Mandatory arbitration provisions have been much in the news lately. The New York Times recently ran a three-part series on arbitration provisions in consumer contracts titled “Beware the Fine Print.” The U.S. Supreme Court underscored its commitment to enforcing arbitration provisions in DirecTV v. Imburgia, No. 14-462 (Dec. 14, 2015), decided just last month. Delaware’s strong public policy in favor of arbitration was reaffirmed recently in a decision by state Superior Court Judge Vivian L. Medinilla in Airbase Carpet Mart v. AYA Associates, C.A. No. N15C-03-104-VLM (Del. Super. Dec. 12, 2015).

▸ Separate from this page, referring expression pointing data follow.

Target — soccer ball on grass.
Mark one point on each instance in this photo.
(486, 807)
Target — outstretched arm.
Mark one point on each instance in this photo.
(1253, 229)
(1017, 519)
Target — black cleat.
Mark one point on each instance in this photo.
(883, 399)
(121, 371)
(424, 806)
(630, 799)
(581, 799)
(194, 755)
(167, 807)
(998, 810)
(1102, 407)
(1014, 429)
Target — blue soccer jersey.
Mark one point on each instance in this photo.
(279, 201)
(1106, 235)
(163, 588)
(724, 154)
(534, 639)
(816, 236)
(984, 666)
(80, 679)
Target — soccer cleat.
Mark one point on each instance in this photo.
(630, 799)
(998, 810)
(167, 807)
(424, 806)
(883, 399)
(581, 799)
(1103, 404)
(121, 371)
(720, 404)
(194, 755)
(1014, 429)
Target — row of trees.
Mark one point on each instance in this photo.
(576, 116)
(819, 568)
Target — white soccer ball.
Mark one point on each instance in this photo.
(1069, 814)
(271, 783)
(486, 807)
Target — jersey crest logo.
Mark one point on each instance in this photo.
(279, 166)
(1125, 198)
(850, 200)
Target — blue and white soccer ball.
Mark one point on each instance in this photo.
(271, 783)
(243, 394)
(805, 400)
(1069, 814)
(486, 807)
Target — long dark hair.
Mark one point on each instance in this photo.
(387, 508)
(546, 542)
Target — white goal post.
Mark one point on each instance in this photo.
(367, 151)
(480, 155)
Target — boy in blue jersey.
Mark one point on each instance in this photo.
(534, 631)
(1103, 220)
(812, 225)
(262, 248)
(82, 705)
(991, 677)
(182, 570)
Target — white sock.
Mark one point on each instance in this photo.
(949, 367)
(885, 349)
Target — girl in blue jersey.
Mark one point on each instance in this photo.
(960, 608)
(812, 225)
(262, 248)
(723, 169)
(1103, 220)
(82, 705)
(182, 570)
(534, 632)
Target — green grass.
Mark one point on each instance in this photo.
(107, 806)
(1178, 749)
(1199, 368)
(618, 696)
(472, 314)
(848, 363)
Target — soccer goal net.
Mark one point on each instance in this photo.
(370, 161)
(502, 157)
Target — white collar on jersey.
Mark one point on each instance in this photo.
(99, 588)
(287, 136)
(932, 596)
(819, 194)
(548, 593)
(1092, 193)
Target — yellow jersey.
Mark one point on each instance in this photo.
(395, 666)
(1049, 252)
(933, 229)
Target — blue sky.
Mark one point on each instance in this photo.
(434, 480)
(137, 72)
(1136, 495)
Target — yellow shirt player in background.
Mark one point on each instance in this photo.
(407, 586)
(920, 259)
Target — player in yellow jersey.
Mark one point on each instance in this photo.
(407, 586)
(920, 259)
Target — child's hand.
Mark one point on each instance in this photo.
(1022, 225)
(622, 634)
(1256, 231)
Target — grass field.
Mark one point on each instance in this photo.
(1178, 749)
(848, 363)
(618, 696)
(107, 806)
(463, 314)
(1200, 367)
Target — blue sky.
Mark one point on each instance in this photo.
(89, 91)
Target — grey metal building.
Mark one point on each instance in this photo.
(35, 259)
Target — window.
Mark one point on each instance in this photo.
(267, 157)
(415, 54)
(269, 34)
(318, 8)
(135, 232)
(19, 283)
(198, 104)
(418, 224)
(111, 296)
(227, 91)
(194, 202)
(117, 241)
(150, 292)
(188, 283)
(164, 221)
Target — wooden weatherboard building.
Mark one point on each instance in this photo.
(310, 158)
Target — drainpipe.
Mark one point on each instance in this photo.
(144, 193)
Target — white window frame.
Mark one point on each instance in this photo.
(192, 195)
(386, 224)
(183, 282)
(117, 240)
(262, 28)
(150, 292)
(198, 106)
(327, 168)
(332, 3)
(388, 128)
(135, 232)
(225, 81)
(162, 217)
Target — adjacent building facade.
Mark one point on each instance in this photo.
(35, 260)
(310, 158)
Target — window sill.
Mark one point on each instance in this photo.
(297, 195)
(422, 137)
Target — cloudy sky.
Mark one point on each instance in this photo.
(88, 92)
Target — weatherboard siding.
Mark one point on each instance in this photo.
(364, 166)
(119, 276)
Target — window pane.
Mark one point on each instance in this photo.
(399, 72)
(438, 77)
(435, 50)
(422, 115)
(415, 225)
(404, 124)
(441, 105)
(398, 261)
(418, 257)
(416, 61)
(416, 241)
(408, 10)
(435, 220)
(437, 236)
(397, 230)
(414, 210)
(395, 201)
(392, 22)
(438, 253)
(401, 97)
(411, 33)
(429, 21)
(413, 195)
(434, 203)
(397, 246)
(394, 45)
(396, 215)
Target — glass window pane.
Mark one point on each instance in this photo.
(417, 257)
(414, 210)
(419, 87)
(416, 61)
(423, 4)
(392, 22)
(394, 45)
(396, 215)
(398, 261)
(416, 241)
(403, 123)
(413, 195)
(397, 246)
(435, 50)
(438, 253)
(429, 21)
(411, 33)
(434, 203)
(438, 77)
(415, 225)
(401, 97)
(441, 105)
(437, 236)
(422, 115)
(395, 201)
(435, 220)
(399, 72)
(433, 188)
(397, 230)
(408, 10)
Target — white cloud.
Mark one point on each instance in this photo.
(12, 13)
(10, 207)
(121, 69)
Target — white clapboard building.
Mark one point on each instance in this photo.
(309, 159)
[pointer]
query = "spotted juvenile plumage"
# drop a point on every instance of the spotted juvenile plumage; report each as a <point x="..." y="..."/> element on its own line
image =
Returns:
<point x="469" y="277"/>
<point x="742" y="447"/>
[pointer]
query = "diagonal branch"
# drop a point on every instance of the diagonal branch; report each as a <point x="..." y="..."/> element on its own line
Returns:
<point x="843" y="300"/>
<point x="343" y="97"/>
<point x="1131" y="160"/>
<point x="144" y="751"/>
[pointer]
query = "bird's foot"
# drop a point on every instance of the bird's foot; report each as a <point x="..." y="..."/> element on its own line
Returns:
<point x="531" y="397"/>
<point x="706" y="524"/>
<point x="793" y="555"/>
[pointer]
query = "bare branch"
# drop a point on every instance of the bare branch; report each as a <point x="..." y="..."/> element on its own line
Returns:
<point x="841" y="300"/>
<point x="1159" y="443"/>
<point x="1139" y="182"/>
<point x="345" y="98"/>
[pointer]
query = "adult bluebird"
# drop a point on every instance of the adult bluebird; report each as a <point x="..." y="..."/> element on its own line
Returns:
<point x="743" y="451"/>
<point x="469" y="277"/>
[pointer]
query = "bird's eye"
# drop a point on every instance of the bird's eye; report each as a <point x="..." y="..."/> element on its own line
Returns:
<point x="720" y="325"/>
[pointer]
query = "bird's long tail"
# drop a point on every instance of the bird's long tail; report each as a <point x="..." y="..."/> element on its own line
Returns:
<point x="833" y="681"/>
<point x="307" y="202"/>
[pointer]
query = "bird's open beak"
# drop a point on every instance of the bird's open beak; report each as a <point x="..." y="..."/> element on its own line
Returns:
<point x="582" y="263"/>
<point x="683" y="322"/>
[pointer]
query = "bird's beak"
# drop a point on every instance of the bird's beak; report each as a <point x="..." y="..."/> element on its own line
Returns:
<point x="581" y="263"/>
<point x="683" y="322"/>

She held that the failure to fully execute an agreement to arbitrate did not invalidate it, and that the arbitration provision, as well as a venue selection clause, applied to a statutory cause of action under the Delaware Consumer Fraud Act (CFA).

Airbase Carpet Mart Inc. sued AYA Associates Inc. for damages for breach of contract and false advertising related to a contract for the design and installation of a point-of-sale system and software. The contract consisted of a two-page “purchase order and software license agreement.” The president of Carpet Mart signed the “license accepted” line on the first page of the agreement, but did not sign the identical “license accepted” line on the second page of the agreement, which was subtitled “Software License Agreement.” The second page contained, among other items, a “jurisdiction provision” requiring binding arbitration for “any disputes under this agreement” and a venue selection clause. Carpet Mart alleged the product was inadequate and did not conform to the specifications in a pre-agreement demonstration, and that AYA fraudulently misrepresented its status as a certified “Gold Microsoft” partner in violation of the CFA.